The dog had obviously suffered some sort of trauma in it’s early life and we soon discovered that she had a fear of trains, among other things. We had the idea to playback to her the sounds of the things she was afraid of, starting at a low volume and in an environment that she found comfortable, namely at home, hoping that she would begin to get used to them and gradually associate the the feeling of low anxiety from being at home with the sounds of the things that made her uncomfortable.
In doing this I realised the interesting nature of the sounds produced by the trains and their environments, which contain a range of sonic features that endow them with a lot of character. I find the smooth movement within these trains recordings made at Hove station quite soothing to listen to. It’s also a good way to give yourself itchy feet and contemplate a new journey.
A little downstream from the foot a cascade, where the water continued it’s journey towards the next drop over another set of rocks, forming a subsequent cascade, there was a great position to make a recording of a tributary to the Ourika River, which flows through the Ourika Valley in the Atlas Mountains, Morocco.

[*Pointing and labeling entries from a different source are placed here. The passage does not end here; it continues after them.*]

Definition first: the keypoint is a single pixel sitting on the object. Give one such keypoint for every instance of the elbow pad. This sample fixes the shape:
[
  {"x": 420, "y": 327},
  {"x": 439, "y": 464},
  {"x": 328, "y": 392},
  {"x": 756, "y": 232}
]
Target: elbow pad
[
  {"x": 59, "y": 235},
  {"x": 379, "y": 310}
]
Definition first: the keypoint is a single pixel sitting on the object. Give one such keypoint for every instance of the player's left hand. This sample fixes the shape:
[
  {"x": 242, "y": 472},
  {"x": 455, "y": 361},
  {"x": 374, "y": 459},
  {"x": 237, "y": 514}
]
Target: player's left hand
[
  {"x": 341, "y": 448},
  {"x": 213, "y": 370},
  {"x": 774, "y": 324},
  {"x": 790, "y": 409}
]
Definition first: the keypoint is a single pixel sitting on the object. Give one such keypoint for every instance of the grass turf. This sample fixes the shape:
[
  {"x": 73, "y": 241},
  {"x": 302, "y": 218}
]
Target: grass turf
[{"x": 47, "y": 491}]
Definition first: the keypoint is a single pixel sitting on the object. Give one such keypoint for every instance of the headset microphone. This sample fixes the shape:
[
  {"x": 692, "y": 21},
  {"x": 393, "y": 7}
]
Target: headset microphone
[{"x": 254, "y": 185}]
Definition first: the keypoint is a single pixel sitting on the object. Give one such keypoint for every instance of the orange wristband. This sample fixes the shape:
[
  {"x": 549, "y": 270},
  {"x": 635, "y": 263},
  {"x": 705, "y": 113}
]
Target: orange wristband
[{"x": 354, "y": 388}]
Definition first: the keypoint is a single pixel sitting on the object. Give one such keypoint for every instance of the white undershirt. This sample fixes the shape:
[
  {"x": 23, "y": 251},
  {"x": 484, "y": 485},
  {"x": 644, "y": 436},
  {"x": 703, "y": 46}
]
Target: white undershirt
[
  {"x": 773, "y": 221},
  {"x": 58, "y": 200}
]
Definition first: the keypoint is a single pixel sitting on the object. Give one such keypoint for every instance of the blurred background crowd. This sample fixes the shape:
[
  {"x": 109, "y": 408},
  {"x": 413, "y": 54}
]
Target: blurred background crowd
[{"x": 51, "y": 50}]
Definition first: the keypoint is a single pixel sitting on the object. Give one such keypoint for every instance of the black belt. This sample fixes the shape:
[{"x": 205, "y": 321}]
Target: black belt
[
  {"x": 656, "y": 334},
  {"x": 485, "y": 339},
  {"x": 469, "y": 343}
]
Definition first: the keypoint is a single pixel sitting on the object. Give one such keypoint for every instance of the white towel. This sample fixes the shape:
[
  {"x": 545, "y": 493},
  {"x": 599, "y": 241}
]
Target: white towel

The gushing power of the waterfall is evident in the recording as it sits behind the movement of the water as it undulates over the small but naturally complex rock formations.
This dawn chorus was recorded in some woodland on a campsite at Hurstpierpoint, England.
Due to the large deficit in my knowledge of ornithology I would not be able to identify any particular birds in this recording other than a cuckoo, but I found it enjoyable to capture and listen back to none the less. There is a small bird really displaying his prowess to the left of the stereo image and as a result he somewhat steals the show, the fact that he was fairly close to my recorder helped to enhance his presence somewhat.
This is a seascape made on the beach at Saltdean, England.
The stereo mic was positioned in the centre of the beach between two groynes capturing a balanced stereo image of the sea in a fairly rough and choppy state. The waves came further up the beach at times which displays the sound of the water dragging the pebbles back towards the front of the shoreline as it succeeding waves continue to tumble at different angles, tripping over themselves and each other.